Pope 'deeply saddened’ for Japan’s flood victims

Cardinal Parolin signs message full of encouragement and blessing for relief efforts. Meanwhile, rescuers are carrying out a house-to-house search for survivors, with dwindling hope. The death toll rises to 156 but is expected to get worse. Thousands are in shelters. Authorities warn against the effects of 35-degree heat on construction workers.

Vatican City (AsiaNews) – Pope Francis has expressed his deep sadness over the fate of flood victims in Japan and voiced his closeness and solidarity for all those affected in a telegram signed by the Cardinal Pietro Parolin Secretary of State.

"Deeply saddened to learn of the loss of life and of the injury caused by the serious floods following the heavy rains in Japan, His Holiness Pope Francis expresses heartfelt solidarity with all those affected by this tragedy,” said the message.

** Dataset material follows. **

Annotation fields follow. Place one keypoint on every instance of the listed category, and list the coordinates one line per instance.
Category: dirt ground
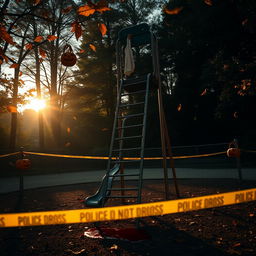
(229, 230)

“His Holiness prays especially for the repose of the deceased, the healing of those injured and the consolation of all those who grieve. The Holy Father likewise offers encouragement to the civil authorities and all those involved in the search and rescue efforts as they assist the victims of this disaster. Upon all he willingly invokes abundant blessings.”

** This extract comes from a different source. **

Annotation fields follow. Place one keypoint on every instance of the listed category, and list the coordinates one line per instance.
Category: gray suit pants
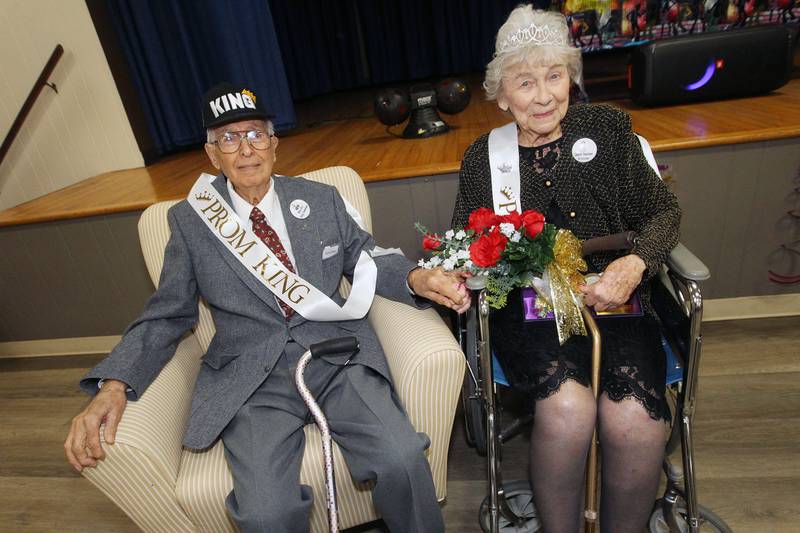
(264, 446)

Meanwhile, rescuers are carrying out house-to-house searches in the increasingly unlikely hope of finding survivors.

"It's what we call a grid operation, where we are checking every single house to see if there are people still trapped inside them," said an official with the local Okayama prefecture government. "We know it's a race against time, we are trying as hard as we can."

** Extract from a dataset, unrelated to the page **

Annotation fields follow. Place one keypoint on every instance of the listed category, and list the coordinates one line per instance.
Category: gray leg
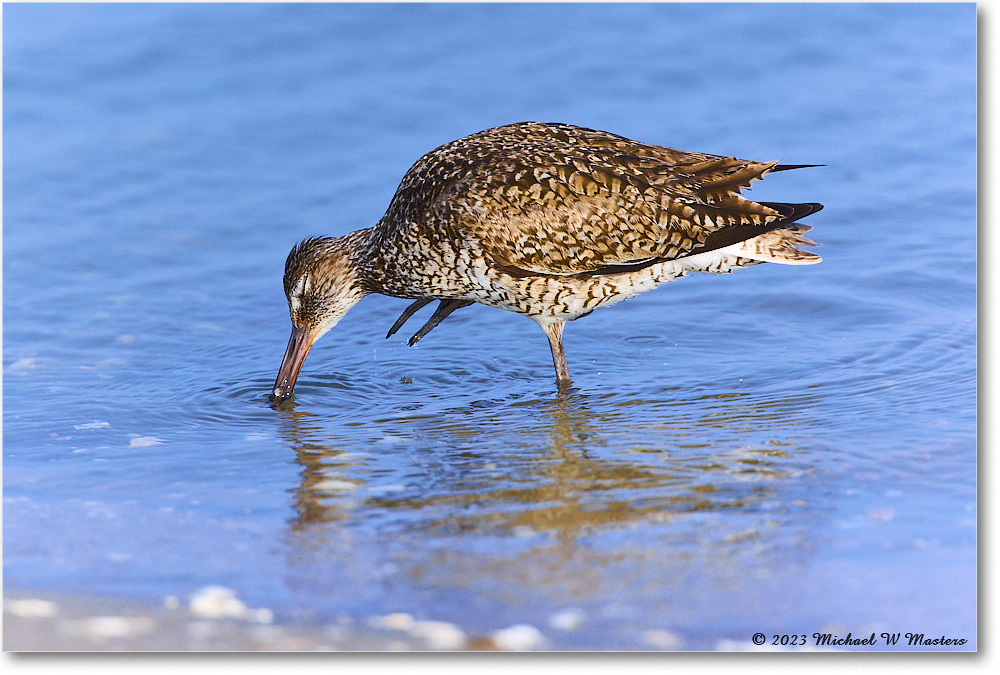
(554, 332)
(444, 309)
(407, 313)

The deadly floods and landslides have claimed so far 156 lives in what is Japan's worst weather-related disaster since 1982, a toll bound to rise.

It is feared that the elderly and weaker people may not have escaped before the rains gained strength and, in some cases, dragged wooden houses away.

Thousands of people remain in shelters, and local authorities in some areas were offering drinking water and bathing services for those without their own supply.

Japan’s summer heat is compounding the problem. Chief Cabinet Secretary Yoshihide Suga warned that people working in construction could suffer as temperatures are expected reach 35 Celsius in some areas.